|10 year government bond yield||3.07%|
|30 year fixed rate mortgage||5.68%|
Stocks are lower this morning as the sell-off continues based on fear of the Fed. Bonds and MBS are down.
New home sales came in at 511,000 in July, which was weaker than expected. This is down 13% MOM and 30% YOY. It is astounding that building is so weak during a shortage. Yes, rates matter but historically the current rate environment is still quite low.
The second quarter of 2022 was brutal for mortgage bankers, with companies losing about 5 basis points on average (or about $82 per loan). Given that the second and third quarters are usually the most profitable for the industry, this is an issue. This was the first second quarter loss since 2008. The industry is in the famine part of the cycle.
Multifamily construction hit a record high in the second quarter, as apartment builders react to soaring rental prices. The biggest driver of rising home prices has been a lack of supply. Rising rents are a function of rising home prices, so this should put at least some downward pressure on rising home prices.
96% of these units were built for rent. This share fell to 47% during the condo-building boom of 2005.
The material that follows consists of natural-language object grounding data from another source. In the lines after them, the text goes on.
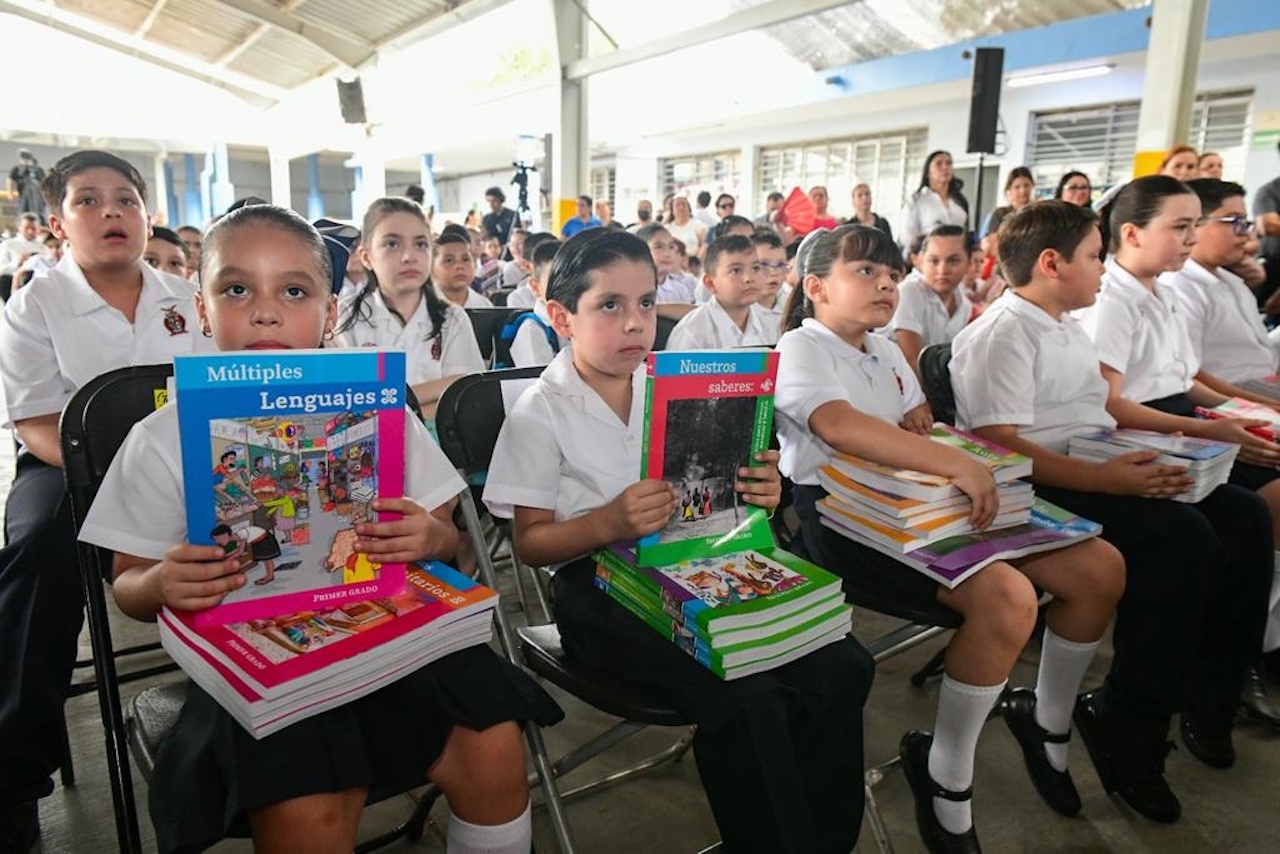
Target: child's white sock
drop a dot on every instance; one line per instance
(513, 837)
(961, 712)
(1063, 665)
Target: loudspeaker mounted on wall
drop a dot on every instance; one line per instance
(351, 101)
(988, 68)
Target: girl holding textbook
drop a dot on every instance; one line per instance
(265, 284)
(842, 388)
(1191, 619)
(780, 753)
(400, 307)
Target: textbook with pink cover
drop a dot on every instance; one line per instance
(283, 455)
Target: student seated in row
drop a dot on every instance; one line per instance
(780, 753)
(845, 388)
(100, 309)
(453, 270)
(536, 341)
(398, 307)
(1153, 375)
(524, 296)
(731, 318)
(773, 269)
(933, 306)
(265, 279)
(1025, 377)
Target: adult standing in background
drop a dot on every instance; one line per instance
(863, 213)
(938, 201)
(499, 219)
(24, 181)
(1075, 188)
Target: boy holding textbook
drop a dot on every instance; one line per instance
(1025, 377)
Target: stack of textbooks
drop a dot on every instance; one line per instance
(923, 520)
(283, 453)
(735, 613)
(712, 580)
(1207, 461)
(272, 672)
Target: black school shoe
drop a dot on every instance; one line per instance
(1129, 765)
(937, 839)
(1056, 788)
(19, 827)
Rising rates are beginning to be felt in the economy, at least according to the S&P Composite flash PMI. Respondents reported softening demand and slowing price increases. This is also easing the labor issue as firms scale back hiring plans.
Since monetary policy generally affects the economy with a 6- 9 month lag, we are only beginning to feel the impact of rising rates. The big increases over the past few months will start to impact late Q4 numbers.
Interestingly, the Atlanta Fed GDP Now Index shows a rebound in expected growth for Q3, after two negative prints in Q1 and Q2. According to this chart at least, that looks optimistic.